В ряде случаев ящеру отводится главное место в композиции. Обратим внимание на изображения, найденные в деревне Подбобыке Ныробского района Пермской области, на левом берегу реки Колвы. Одно из них Ф. Теплоухов описал следующим образом: “Животное это представляет собой нечто среднее между зверем и рыбой, в общем же напоминает собою отчасти большую ящерицу или крокодила. Тело этого чудовища, как и форма его головы, делает его похожим на рыбу, но глаза и ноздри похожи скорее на звериные. Кроме того, нижняя челюсть длиннее верхней и ей придана форма загнутого вверх рога. Другой такой рог помещен на затылке. Ноги короткие, в виде человеческих рук, а хвост подобен рыбьему, поставлен вертикально” (7).


Полая подвеска с объемными фигурами двух людей, сидящих на ящере. VIII-IX вв. Бронза, литье. р. Ухта.

Д. Анучин отмечал следующую важную “идеологическую деталь”, помогающую понять суть этого ритуального изображения: “Зверь этот изображался или в виде отдельных фигур, или в подножии антропоморфных и зверовидных фигур – “образков”, как бы заменяя собою Землю. <…> Тем не менее, ящер представлялся способным к передвижению на себе других, более или менее антропоморфных существ” (8).


Подвеска в виде всадника на ящере. VIII-IX вв. Бронза, литье. г. Чердынь Пермской обл.

Ящеры присутствуют не только в сложных религиозных композициях пермской металлопластики, где их образ заметно упрощен и стилизован. Имеются отдельные изображения, очевидно, родовые тотемы, где ящер выписан более детально (9). В этой связи стоит обратить внимание на одну из версий мифологического сюжета о гибели “карликовой” чуди, связанную с мотивом найденного чудью серпа – знака грядущих изменений. Неправильные действия по отношению к серпу вызывают гибель чуди – увидев серп, чудь превращается в ящериц (10).

Полые понизки. У “птиц” отчетливо обозначены зубы или клыки, а также затылочный рог, характерный больше для изображения рептилии (ящера). VI-VII вв. Бронза, литье. Похожие отливки обнаружены во многих местах Прикамья.

Представляет интерес сибирское изображение схемы мироздания на куске ткани в версии эвенков, где ящеры уже занимают господствующее положение. В центре композиции находится мир людей, представленный находящимися на плоскости фигурами прародительниц. Сверху мир людей ограничивает изогнутая полоса-радуга. Сверху с боков к радуге примыкают изображения существ, являющихся почти точными копиями ящеров с пермских бляшек – крокодилообразные с гребнями и рогом. В непосредственной близости от них изображение солнца и луны. Под (!) ящерами изображены летящие птицы (11).
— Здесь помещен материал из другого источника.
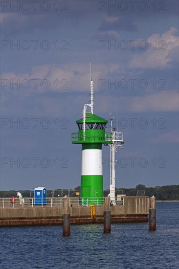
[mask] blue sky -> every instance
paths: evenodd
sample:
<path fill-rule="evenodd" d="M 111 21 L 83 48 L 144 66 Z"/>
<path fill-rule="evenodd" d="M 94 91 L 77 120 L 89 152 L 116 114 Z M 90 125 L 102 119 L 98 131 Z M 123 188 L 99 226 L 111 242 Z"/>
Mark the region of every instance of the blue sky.
<path fill-rule="evenodd" d="M 124 133 L 116 186 L 178 184 L 178 1 L 0 4 L 0 189 L 80 184 L 71 134 L 89 100 L 90 60 L 94 113 L 112 113 Z M 103 157 L 107 189 L 110 147 Z"/>

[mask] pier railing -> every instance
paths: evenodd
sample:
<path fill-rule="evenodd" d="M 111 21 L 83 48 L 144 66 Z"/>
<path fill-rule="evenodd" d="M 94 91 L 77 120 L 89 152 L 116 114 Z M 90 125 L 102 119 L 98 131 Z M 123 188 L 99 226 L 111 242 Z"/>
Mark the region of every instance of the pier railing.
<path fill-rule="evenodd" d="M 104 198 L 82 198 L 79 197 L 69 197 L 69 205 L 71 207 L 79 206 L 90 206 L 91 204 L 94 204 L 95 206 L 101 206 L 104 205 Z M 119 201 L 116 198 L 114 202 L 112 205 L 122 206 L 124 205 L 124 199 L 123 197 Z M 0 198 L 0 208 L 21 208 L 29 207 L 62 207 L 63 206 L 63 197 L 54 197 L 46 198 L 34 198 L 25 197 L 22 199 L 22 204 L 20 204 L 19 198 Z"/>

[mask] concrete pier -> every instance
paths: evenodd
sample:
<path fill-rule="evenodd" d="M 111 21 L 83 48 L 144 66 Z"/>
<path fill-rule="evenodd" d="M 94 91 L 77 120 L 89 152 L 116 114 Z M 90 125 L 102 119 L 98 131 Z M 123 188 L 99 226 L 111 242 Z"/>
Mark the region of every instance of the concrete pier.
<path fill-rule="evenodd" d="M 149 230 L 156 230 L 156 198 L 150 198 L 149 205 Z"/>
<path fill-rule="evenodd" d="M 110 197 L 105 197 L 104 211 L 104 233 L 111 232 Z"/>
<path fill-rule="evenodd" d="M 148 196 L 126 196 L 123 205 L 111 206 L 111 223 L 148 222 L 149 202 Z M 95 218 L 92 219 L 90 206 L 73 205 L 69 208 L 70 224 L 104 224 L 104 206 L 95 206 Z M 63 206 L 51 207 L 50 204 L 43 208 L 38 205 L 1 207 L 0 227 L 62 225 L 63 214 Z"/>

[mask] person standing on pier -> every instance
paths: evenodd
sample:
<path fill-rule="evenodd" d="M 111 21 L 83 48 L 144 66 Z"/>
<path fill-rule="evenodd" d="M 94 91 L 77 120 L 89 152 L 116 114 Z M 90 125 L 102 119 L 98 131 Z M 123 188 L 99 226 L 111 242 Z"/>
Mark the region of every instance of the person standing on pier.
<path fill-rule="evenodd" d="M 16 197 L 17 197 L 18 196 L 19 196 L 19 203 L 20 204 L 20 205 L 22 205 L 22 194 L 20 192 L 19 192 L 19 191 L 18 191 L 17 192 L 17 196 Z"/>

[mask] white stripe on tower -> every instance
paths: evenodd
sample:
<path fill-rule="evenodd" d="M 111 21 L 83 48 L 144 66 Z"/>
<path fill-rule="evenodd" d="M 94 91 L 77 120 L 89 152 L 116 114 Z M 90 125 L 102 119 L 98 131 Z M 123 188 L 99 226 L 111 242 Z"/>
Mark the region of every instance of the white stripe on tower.
<path fill-rule="evenodd" d="M 102 150 L 83 150 L 82 176 L 103 175 Z"/>

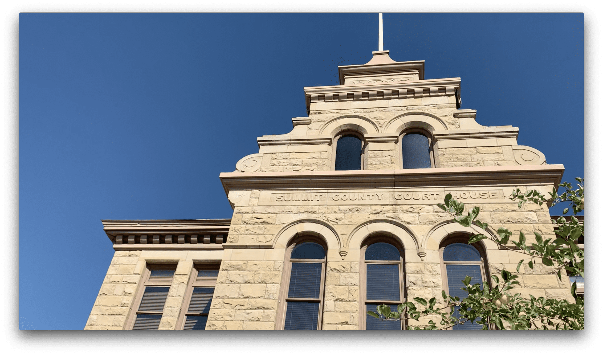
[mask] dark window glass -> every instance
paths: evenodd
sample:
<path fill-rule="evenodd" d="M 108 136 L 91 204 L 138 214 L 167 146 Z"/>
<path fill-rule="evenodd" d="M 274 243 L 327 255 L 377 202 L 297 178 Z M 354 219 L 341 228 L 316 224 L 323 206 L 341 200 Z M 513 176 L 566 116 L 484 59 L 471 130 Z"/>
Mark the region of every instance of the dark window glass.
<path fill-rule="evenodd" d="M 289 283 L 289 297 L 318 298 L 320 294 L 320 274 L 322 264 L 294 262 Z"/>
<path fill-rule="evenodd" d="M 431 168 L 429 140 L 420 133 L 409 133 L 402 137 L 402 168 Z M 335 169 L 336 170 L 336 169 Z"/>
<path fill-rule="evenodd" d="M 195 287 L 192 290 L 188 312 L 209 313 L 209 306 L 213 297 L 213 287 Z"/>
<path fill-rule="evenodd" d="M 324 259 L 324 248 L 318 243 L 303 243 L 293 248 L 291 259 Z"/>
<path fill-rule="evenodd" d="M 185 330 L 205 330 L 207 323 L 206 315 L 188 315 L 185 322 Z"/>
<path fill-rule="evenodd" d="M 377 313 L 378 304 L 367 304 L 367 310 Z M 393 312 L 397 312 L 397 304 L 388 304 Z M 377 313 L 379 314 L 379 313 Z M 367 315 L 367 330 L 400 330 L 402 323 L 400 321 L 382 321 L 374 316 Z"/>
<path fill-rule="evenodd" d="M 400 260 L 400 251 L 389 243 L 374 243 L 367 247 L 365 260 Z"/>
<path fill-rule="evenodd" d="M 481 261 L 475 247 L 464 243 L 453 243 L 444 248 L 445 261 Z M 464 277 L 463 277 L 464 278 Z"/>
<path fill-rule="evenodd" d="M 454 244 L 450 245 L 453 245 Z M 447 248 L 448 247 L 446 247 Z M 445 251 L 446 249 L 444 249 Z M 479 265 L 447 265 L 446 274 L 448 276 L 448 290 L 450 295 L 458 296 L 461 300 L 467 298 L 469 295 L 466 291 L 461 289 L 465 287 L 465 285 L 463 283 L 462 280 L 464 280 L 466 276 L 471 276 L 472 277 L 471 279 L 471 285 L 475 283 L 483 285 L 481 269 Z M 481 288 L 483 289 L 484 288 L 481 287 Z M 452 313 L 453 316 L 459 317 L 460 313 L 458 312 L 458 307 L 455 307 L 454 313 Z M 481 317 L 478 317 L 475 320 L 481 321 L 482 318 Z M 473 323 L 471 323 L 471 321 L 467 321 L 463 324 L 458 324 L 452 327 L 452 329 L 454 330 L 479 330 L 482 327 L 482 326 L 476 323 L 475 321 Z"/>
<path fill-rule="evenodd" d="M 367 264 L 367 300 L 400 300 L 400 271 L 396 264 Z"/>
<path fill-rule="evenodd" d="M 288 302 L 285 330 L 316 330 L 318 326 L 317 302 Z"/>
<path fill-rule="evenodd" d="M 344 135 L 337 140 L 335 147 L 336 170 L 359 170 L 362 143 L 355 135 Z"/>

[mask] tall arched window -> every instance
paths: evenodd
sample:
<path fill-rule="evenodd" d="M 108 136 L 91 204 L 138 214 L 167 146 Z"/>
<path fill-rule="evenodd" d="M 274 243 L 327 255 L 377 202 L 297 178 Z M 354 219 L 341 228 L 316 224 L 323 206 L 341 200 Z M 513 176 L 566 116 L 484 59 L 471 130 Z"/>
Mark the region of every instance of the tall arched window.
<path fill-rule="evenodd" d="M 386 238 L 372 241 L 372 244 L 361 249 L 364 261 L 364 308 L 361 316 L 365 318 L 367 330 L 400 330 L 405 324 L 399 321 L 382 321 L 367 314 L 372 310 L 377 312 L 377 306 L 387 304 L 392 310 L 397 309 L 398 304 L 404 301 L 402 256 L 396 245 L 386 242 Z M 362 286 L 365 287 L 362 287 Z"/>
<path fill-rule="evenodd" d="M 357 134 L 348 133 L 336 138 L 336 170 L 360 170 L 362 168 L 363 140 Z"/>
<path fill-rule="evenodd" d="M 467 276 L 471 276 L 471 284 L 484 285 L 484 280 L 487 280 L 485 271 L 484 255 L 485 250 L 479 243 L 467 244 L 469 237 L 456 236 L 447 238 L 440 248 L 440 255 L 442 261 L 442 274 L 444 275 L 443 284 L 447 288 L 448 294 L 458 296 L 461 300 L 466 298 L 469 294 L 461 289 L 465 287 L 463 283 Z M 482 287 L 483 289 L 483 286 Z M 453 316 L 458 317 L 459 313 L 455 310 Z M 481 320 L 478 318 L 477 320 Z M 467 321 L 463 324 L 455 326 L 453 330 L 479 330 L 482 326 Z"/>
<path fill-rule="evenodd" d="M 402 168 L 418 169 L 433 166 L 431 141 L 423 132 L 413 131 L 402 136 Z"/>
<path fill-rule="evenodd" d="M 324 288 L 324 244 L 316 238 L 300 239 L 289 245 L 288 253 L 282 329 L 318 330 Z"/>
Рептилии как две капли воды похожие на чудских ящеров в изобилии представлены на иконе XVII века “Чудо о змие Феодора Тирона” (Ярославль). Характерный момент, сближающий ящеров, изображенных на иконе и ящеров с чудских “образков” – загнутые кверху нос и нижняя челюсть чудовища.


“Чудо о змие Феодора Тирона” Ярославль, XVII в.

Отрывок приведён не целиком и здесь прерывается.